The latest phase of India’s solar power installation programme, the Jawaharlal Nehru National Solar Mission (JNNSM) is expected to implement solar power capacity over phases with the current phase ending in 2013 and the next phase taking place from 2013 until 2017. The ultimate aim is for solar power generation capacity to reach 22GW by 2020.
A reverse auction has been expected to take place since the Indian Ministry of New and Renewable Energy (MNRE) announced a new tender process in late April of this year. Around 750MW of PV power generation capacity is expected to be put up for tender, with the developer offering the lowest bid price to be given a grant for up to 30% of the cost of building the plant.
Various reports have surfaced, including an interview conducted by Bloomberg New Energy Finance with MNRE joint-secretary Tarun Kapoor in which he stated that subject to cabinet approval, the tender process could take place as soon as mid-October, while on the other hand forthcoming state assembly elections could put the date back as far as December.
Prabhu told PV-Tech: “Delays are not conducive to investment – investors don’t like uncertainty.

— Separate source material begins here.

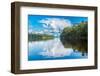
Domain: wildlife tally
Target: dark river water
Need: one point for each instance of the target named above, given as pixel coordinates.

What happens next? It is uncertain when the next phases will arrive. Government transparency for the process is needed and visibility in the market is very unclear”.
Prabhu said that Mercom Capital had spoken to the MNRE often to enquire when bidding would take place but despite being given solid dates by the ministry, delays nonetheless kept occurring. He says that it would be important both symbolically and practically for the Indian PV industry for the process to take place before December, keeping in line with commitments to install the 750MW phase by the end of the year and moving to the 2013 to 2017 phase successfully.
According to Prabhu, the lack of available capital made it understandable that developers would be enticed toward bidding for a guaranteed grant to make up the shortfall in building costs rather than applying under a Feed-in Tariff. However, this carries the risk that combined with a reverse auction system, developers lacking the requisite technical expertise and budget for quality materials and labour could put forward quotes that looked unfeasibly low on paper in order to win tenders. It also took away incentives for continued good performance, he said.
This type of bidding process, known as ‘viability gap funding’, is common in Indian infrastructure projects in other industries. However this model of Public Private Partnership (PPP) is thus far untried in the solar power sector. “We [Mercom Capital] question this ‘viability gap funding’ system as it has not typically worked so well in infrastructure projects [in other sectors]. Following an upfront payment, the developer has less incentive to care,” said Prabhu.
Along with the aforementioned points, Prabhu raised the particular concern that there are no requirements for developers entering the bidding process to have technical expertise in PV development.
A domestic content requirement was also stipulated in the tender document, however, as the anti-dumping controversy rolled on in the wake of the EU-China trade war, there was still no established rules as to exactly what percentage or ratio of parts and labour used in PV systems had to be domestically sourced.
Prabhu said that to call the new system an “experiment” may be going too far, but that he would personally prefer to see efforts instead being made to make the market more conducive to investment and more investor-friendly, citing the example of Germany, where a gradual Feed-in Tariff degression by increments has been used to try and stabilise the market.